One interesting mechanic is the use of bennies, or Fate Chips. Fate Chips are poker chips that allow a person to alter the game in some small way in exchange for allowing the Marshal to the same. In Deadlands, this can range from being allowed to re-roll a skill to being allowed to add an addition d6 to results. This can change the direction and fate of the game considerably.
Deadlands also uses poker hands in order to determine how successful magic is. Rather than simply roll for results, the player gets a hand dealt to them. Based on how good of a hand you are able to put together, you get a number of Power Points. These Power Points are then used for determining the strength and range of the magical effect.
Whether or not someone enjoys how Deadlands plays is dependent on how well a person gets into the Savage Worlds system. If you like rules designed for speed but that can be a bit limiting at the beginning, then you’ll like the nuances of the system. The addition of bennies and cards can make it all the more interesting. If you prefer the chance to really toy with points from the get go and stick mostly to dice, then it may not be as much for you. This is a system that is capable of going very deep or very shallow depending on the needs of the game master.
Deadlands is a Weird Western game first and foremost. While there are a considerable number of Steampunk elements in the game, in no small part due to the Mad Scientists and their incredible creations, you can tell the setting was designed with the romantic ideals of the Old West at the forefront. Gunslingers dot the landscape and local law enforcement is considered to be one of the few lines of defense against the Reckoners and their horrors. Huge monsters straight out of western legend and local myth create terror for the small communities they surround and prey on. One could argue that it’s these mysterious and mystical creatures that are more important to the setting than any jet pack or flame thrower.
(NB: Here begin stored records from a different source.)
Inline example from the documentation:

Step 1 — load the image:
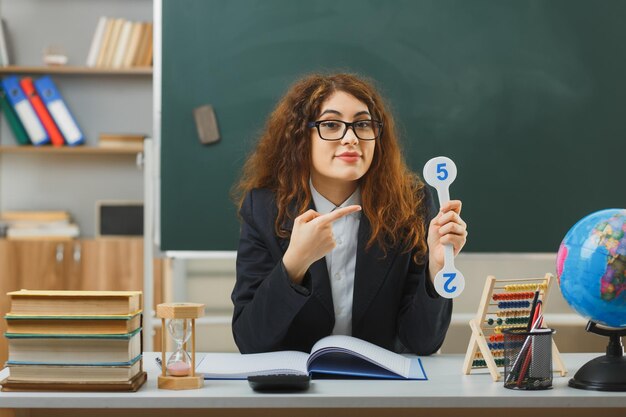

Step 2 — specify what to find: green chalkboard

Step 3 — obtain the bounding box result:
[160,0,626,252]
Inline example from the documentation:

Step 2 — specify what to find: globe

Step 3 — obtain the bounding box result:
[557,209,626,328]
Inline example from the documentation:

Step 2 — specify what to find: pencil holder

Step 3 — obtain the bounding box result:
[502,328,555,390]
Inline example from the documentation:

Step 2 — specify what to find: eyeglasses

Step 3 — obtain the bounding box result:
[307,120,383,140]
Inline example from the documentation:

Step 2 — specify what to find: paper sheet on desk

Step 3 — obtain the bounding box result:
[196,351,309,379]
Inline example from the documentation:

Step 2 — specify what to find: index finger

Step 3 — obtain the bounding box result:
[313,205,361,224]
[441,200,462,214]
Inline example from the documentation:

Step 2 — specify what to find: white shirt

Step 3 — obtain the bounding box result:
[309,181,361,336]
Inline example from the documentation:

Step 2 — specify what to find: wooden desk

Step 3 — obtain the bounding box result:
[0,353,626,417]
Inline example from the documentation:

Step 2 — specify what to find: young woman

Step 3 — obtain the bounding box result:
[232,74,467,355]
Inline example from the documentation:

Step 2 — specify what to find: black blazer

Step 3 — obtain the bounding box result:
[231,189,452,355]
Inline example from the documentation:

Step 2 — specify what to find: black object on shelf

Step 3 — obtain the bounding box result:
[569,321,626,391]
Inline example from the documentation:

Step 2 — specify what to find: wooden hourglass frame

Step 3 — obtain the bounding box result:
[156,303,204,390]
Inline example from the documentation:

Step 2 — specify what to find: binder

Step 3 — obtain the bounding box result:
[20,77,65,146]
[2,75,50,145]
[35,75,85,146]
[0,86,30,145]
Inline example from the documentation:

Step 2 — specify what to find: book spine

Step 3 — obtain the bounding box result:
[111,20,133,68]
[2,76,50,145]
[35,76,85,146]
[0,19,10,67]
[87,16,107,67]
[20,77,65,146]
[0,86,30,145]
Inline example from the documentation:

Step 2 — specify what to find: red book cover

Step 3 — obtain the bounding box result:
[20,77,65,146]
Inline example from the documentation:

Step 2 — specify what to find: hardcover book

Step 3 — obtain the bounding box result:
[7,290,141,316]
[4,313,141,334]
[196,335,428,380]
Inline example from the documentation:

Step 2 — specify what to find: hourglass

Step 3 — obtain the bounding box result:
[156,303,204,390]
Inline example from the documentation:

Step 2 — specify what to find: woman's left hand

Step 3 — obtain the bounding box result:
[427,200,467,280]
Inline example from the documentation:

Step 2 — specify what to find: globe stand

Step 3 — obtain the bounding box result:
[569,321,626,391]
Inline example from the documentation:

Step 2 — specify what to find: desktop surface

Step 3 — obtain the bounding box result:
[0,352,626,409]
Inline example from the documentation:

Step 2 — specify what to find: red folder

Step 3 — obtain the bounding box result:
[20,77,65,146]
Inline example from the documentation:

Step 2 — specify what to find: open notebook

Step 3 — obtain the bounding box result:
[191,336,428,380]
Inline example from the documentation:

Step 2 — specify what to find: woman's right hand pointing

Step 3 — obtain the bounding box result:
[283,205,361,284]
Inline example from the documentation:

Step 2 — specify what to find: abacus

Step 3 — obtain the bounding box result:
[463,274,567,381]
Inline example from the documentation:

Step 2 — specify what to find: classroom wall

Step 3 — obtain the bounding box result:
[0,0,153,236]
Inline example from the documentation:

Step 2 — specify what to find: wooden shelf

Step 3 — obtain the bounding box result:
[0,66,152,75]
[0,145,143,155]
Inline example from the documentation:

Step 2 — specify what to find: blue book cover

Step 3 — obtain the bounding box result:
[35,75,85,146]
[2,75,50,145]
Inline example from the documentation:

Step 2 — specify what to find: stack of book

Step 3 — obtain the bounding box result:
[0,290,146,391]
[0,210,80,240]
[0,75,85,146]
[87,16,152,68]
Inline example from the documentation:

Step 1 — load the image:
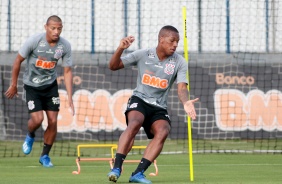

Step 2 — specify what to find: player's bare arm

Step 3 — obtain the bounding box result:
[177,83,199,120]
[5,54,25,99]
[109,36,135,70]
[64,67,75,115]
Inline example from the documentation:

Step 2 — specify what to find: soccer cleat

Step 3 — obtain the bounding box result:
[22,134,34,155]
[129,172,152,184]
[39,155,53,167]
[107,168,121,182]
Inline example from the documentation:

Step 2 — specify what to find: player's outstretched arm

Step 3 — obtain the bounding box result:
[64,67,75,116]
[109,36,135,70]
[177,83,199,120]
[5,54,25,99]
Is the game fun though? In my opinion, this is a resounding yes. The setting is imaginative and offers a variety of game potentials from more political and subterfuge all the way up to a full on spaghetti western style adventure. The monsters and villains of the world are varied, both in style as well as difficulty. Your players will be hard pressed to run out of challenges when one considers that the only way to save the world from the Reckoners involves a trip to South America that they may never come back from.
This is easily one of my favorite game settings and systems out their currently. To anyone looking for an excellent western game or a solid Steampunk setting, buy this game and play it. If nothing else the, Savage Worlds system will give you a good starting point for your own Steampunk settings with rules that are as deep as you need it to be. I highly recommend picking up a copy of Deadlands: Reloaded and Savage Worlds
Correspondent M. Gabriel Colbaugh spends most of his time serving as a technical writer for a waste-water treatment firm, but otherwise spends time writing about steampunk and enjoying fine haberdashery.He lives in Las Vegas with his wife and two furry children, River and Isabela. He also works to maintain the Las Vegas Steampunk Tea Society with a host of others.